When it comes to high-risk bonds, the asset management giant Pimco has pretty much cornered the global market.

Be it bonds issued by the automotive financier Ally Financial or the student loan financier SLM in the United States, or government bonds in Spain and Italy, Pimco holds a commanding position in these high-yielding securities.

But as Pimco’s portfolio managers double down on their bet that high-risk bonds will thrive in a world of low interest rates, a growing number of global regulators are warning that the positions being taken on by the big asset management firms pose a broad danger to the financial system.

These concerns were amplified this week as stock markets gyrated, the yields of high-risk corporate and European bonds spiked upward and, crucially, trading volumes evaporated.
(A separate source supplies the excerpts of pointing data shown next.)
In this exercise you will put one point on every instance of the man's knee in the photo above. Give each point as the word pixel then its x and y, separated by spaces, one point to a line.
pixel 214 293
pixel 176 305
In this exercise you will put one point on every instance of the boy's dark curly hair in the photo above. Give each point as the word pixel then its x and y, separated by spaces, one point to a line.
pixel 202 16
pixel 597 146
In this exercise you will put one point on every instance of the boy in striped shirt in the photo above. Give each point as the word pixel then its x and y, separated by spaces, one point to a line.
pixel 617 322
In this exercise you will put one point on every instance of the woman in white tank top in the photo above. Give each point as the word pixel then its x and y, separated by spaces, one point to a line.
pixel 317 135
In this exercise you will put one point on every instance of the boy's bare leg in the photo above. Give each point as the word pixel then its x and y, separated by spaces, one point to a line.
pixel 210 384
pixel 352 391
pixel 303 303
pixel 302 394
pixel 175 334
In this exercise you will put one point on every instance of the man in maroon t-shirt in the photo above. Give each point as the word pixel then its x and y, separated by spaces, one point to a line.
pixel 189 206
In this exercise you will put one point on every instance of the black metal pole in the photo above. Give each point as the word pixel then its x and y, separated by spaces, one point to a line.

Regulators and bank executives have cautioned that an accumulation of hard-to-trade, risky bonds by a small group of fund companies could turn a bond market hiccup into a broader rout, in light of how illiquid many of these securities have become.

The latest to sound the alarm was the International Monetary Fund, which recently released a report warning about large bond investors like Pimco that have built up dominating stakes in high-risk, hard-to-sell bonds all over the world.
“Credit-focused mutual funds have seen massive inflows and have become the largest holders of corporate and foreign bonds,” José Viñals, the head of the I.M.F.’s financial-markets division, said at a news conference in Washington last week. “These inflows have created a liquidity illusion, which can amplify shocks and lead to sharper falls in the market.”

As the I.M.F. report lays out, Franklin Templeton Investments has large stakes in the high-yield bonds issued by Tenet Healthcare and the payment processor First Data, among others. Franklin has also bet big on bonds from Ireland and Ukraine.

The chief risk officer of Goldman Sachs, Craig W. Broderick, warned at the I.M.F. meetings last week that the asset management firms that now hold the bulk of these bonds had not yet been tested in terms of how they would react to a market shock.

“People are worried about massive liquidations in a market that is not as liquid as it used to be,” said Amy Koch, a senior trader at Standish, a Boston-based bond manager.
Pimco oversees about $1.9 trillion in bonds — making it the largest bond manager in the world. And unlike its peers, it invests all this money on the basis of a firmwide investment view that was heavily promoted by Mr. Gross.